In a letter to its more than 400 members, the Elyria school board and community, it states the spread of COVID-19 in the county and state is “increasingly unpredictable and without a sustained downward trend.”
“When you’re a teacher, I’m sorry, this makes me emotional, but when you are a teacher you’re responsible for the safety of those kids just like they’re your own kids and so we can’t be silent about something that we think is dangerous,” said teacher Koneake Lawrence.
In July, Lawrence expressed concerns to FOX 8 about the health and safety of staff and students like her son who has health complications that could make a coronavirus infection more dangerous.
“A big majority of our members don’t feel safe and that’s not something you can be quiet about,” she said.
In response to the letter, a spokesperson for the Elyria City School District said they are working with the Lorain County Public Health District almost daily to monitor the situation but there has not been a recommendation to operate remotely.
The district is offering two plans to welcome students back to school next month: an all virtual option as well as a hybrid model where students would learn in a combination of in-person instruction and remote classes.
The district said students would report to classes on certain days of the week based on their last name, reducing the number of students in school by more than half.
A school district spokesperson said the virtual academy, or remote learning only option will be taught by teachers who applied internally for the position to be online teachers. Lawrence said she withdrew her application citing she would have to report to the building.
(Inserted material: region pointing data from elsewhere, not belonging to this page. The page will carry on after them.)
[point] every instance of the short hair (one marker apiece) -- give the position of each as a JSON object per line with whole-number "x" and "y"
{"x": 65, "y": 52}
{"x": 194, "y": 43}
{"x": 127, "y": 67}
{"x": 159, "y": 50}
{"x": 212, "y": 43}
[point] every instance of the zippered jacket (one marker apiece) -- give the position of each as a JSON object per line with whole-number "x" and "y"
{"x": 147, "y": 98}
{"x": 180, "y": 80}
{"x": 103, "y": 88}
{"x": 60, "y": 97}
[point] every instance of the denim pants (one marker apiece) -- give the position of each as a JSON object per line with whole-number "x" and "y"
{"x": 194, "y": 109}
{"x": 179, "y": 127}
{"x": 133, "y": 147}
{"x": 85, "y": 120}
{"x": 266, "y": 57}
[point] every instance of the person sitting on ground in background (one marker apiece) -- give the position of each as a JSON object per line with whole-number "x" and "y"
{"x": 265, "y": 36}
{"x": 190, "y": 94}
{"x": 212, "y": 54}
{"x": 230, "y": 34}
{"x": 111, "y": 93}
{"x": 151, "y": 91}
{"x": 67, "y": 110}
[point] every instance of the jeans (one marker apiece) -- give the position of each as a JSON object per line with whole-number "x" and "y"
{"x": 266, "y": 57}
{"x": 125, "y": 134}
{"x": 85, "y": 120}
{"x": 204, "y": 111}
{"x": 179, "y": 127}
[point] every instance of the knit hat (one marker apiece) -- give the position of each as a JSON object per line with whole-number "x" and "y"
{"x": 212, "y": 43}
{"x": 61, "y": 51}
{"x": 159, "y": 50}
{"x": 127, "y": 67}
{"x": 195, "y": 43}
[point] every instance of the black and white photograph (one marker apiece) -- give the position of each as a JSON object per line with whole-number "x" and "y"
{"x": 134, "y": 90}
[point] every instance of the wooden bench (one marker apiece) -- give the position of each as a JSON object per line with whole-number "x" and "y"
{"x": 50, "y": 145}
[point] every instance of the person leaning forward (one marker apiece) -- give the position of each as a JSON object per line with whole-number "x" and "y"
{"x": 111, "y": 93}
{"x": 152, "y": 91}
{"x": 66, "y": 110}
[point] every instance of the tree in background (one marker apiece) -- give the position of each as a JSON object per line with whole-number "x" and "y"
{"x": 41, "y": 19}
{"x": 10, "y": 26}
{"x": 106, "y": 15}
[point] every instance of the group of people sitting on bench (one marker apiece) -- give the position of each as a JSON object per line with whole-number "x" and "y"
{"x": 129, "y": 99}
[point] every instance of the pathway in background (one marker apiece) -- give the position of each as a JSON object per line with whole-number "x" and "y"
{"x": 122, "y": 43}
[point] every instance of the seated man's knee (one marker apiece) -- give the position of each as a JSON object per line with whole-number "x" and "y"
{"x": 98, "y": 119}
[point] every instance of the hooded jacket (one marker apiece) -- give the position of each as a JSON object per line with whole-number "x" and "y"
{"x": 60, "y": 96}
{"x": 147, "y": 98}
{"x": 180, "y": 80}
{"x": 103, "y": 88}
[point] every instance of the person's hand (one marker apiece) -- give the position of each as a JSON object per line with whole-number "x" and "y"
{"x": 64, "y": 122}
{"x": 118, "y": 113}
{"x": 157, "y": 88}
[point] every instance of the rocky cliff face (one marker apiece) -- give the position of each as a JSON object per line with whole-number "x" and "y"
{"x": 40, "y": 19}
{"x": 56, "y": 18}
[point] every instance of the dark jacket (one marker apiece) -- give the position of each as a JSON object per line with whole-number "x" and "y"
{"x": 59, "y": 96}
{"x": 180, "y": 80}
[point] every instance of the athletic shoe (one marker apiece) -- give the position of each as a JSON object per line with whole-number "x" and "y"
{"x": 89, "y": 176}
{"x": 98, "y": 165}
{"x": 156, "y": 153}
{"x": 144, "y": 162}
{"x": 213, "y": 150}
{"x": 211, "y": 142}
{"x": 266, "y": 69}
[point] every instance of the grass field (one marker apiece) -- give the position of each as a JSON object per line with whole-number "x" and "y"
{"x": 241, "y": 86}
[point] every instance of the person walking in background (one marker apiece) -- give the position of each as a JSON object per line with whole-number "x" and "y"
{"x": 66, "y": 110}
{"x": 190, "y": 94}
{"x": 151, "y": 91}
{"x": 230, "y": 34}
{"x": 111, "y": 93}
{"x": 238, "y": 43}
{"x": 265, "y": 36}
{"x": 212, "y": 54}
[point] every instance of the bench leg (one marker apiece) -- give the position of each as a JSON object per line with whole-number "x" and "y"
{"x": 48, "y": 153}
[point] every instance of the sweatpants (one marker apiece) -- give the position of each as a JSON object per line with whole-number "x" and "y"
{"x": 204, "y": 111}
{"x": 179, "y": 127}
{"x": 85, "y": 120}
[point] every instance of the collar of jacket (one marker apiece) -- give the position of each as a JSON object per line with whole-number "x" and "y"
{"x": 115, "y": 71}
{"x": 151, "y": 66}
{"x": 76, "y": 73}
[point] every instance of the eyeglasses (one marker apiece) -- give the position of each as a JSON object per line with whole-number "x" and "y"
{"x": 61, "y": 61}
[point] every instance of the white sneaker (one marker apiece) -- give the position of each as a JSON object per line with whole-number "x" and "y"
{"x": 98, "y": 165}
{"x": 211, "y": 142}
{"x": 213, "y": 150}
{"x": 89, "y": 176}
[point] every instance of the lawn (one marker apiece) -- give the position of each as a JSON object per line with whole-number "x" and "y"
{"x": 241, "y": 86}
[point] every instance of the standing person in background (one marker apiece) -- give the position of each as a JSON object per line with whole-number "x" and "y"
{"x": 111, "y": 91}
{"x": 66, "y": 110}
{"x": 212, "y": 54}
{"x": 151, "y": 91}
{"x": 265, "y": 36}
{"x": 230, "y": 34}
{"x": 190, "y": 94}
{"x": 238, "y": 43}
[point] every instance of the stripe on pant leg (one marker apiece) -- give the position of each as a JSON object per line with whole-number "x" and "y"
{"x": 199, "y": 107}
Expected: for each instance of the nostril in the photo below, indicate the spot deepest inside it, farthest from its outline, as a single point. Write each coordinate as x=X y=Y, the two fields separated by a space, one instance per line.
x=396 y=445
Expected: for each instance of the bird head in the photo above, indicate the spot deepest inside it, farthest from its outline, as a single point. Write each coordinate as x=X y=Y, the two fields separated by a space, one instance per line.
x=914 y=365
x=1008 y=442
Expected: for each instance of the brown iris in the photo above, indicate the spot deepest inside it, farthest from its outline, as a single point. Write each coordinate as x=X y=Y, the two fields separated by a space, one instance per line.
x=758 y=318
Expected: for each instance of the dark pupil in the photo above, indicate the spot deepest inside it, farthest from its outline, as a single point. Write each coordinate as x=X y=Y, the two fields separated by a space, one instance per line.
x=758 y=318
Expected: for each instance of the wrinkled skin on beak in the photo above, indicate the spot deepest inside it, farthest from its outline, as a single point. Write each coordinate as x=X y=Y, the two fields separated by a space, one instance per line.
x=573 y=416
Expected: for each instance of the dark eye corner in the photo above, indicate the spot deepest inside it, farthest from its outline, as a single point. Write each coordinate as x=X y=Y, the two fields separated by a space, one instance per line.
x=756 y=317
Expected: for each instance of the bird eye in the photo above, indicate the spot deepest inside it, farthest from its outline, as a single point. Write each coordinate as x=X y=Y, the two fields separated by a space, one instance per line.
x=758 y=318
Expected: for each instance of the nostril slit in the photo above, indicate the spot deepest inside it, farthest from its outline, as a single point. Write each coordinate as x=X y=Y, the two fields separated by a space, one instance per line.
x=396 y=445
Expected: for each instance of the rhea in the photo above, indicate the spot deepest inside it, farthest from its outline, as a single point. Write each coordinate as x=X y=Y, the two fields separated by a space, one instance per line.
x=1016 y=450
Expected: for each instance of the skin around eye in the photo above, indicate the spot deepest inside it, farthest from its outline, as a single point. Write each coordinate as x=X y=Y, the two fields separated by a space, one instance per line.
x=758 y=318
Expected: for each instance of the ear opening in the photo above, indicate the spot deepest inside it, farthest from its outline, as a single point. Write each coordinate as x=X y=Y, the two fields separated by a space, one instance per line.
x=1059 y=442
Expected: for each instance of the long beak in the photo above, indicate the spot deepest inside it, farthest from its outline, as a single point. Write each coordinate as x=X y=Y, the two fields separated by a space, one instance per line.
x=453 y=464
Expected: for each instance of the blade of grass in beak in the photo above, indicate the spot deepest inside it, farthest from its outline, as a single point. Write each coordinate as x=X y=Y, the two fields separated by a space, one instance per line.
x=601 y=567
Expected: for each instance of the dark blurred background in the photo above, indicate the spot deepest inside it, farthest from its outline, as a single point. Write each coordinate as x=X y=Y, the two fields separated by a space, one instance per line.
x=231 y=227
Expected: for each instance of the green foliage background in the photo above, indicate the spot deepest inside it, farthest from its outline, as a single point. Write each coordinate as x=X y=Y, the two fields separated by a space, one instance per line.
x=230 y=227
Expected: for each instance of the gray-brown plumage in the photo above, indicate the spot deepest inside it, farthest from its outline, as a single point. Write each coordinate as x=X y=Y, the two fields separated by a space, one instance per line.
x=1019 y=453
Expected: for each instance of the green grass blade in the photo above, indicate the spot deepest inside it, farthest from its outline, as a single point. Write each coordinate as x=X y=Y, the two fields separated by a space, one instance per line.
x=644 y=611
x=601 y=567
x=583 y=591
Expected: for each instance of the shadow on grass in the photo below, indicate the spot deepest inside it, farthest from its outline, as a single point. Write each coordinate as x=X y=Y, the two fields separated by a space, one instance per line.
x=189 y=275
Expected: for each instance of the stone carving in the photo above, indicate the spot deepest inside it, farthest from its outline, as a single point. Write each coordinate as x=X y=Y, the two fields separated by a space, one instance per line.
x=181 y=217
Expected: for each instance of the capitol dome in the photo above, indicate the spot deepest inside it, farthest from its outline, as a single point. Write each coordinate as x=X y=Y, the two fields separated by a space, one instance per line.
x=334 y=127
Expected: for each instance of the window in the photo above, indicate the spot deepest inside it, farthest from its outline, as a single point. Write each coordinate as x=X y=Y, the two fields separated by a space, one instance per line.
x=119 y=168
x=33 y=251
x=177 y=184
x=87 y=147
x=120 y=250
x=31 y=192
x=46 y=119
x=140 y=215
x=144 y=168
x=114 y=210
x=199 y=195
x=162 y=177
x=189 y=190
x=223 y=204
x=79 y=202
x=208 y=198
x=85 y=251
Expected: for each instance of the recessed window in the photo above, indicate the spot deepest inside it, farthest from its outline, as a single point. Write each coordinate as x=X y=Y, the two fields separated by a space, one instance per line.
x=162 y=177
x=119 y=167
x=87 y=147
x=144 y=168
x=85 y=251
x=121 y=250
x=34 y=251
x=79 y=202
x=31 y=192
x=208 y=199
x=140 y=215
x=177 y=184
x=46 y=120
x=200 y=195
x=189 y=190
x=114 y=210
“We know that students ought to be in school if you can have safe conditions but we got to make sure that those conditions are safe,” said the Ohio Education Association (OEA) President Scott DiMauro.
The OEA represents more than 120,000 members across Ohio. It’s calling for full remote learning in areas the state listed at a heightened risk of the virus, according to Ohio’s Public Health Advisory Alert System.
“We are supporting members to make sure that no one has to choose between their livelihood and their health and safety. We know that there are a lot of cases; there’s some really difficult choices that people are having to make,” DiMauro says.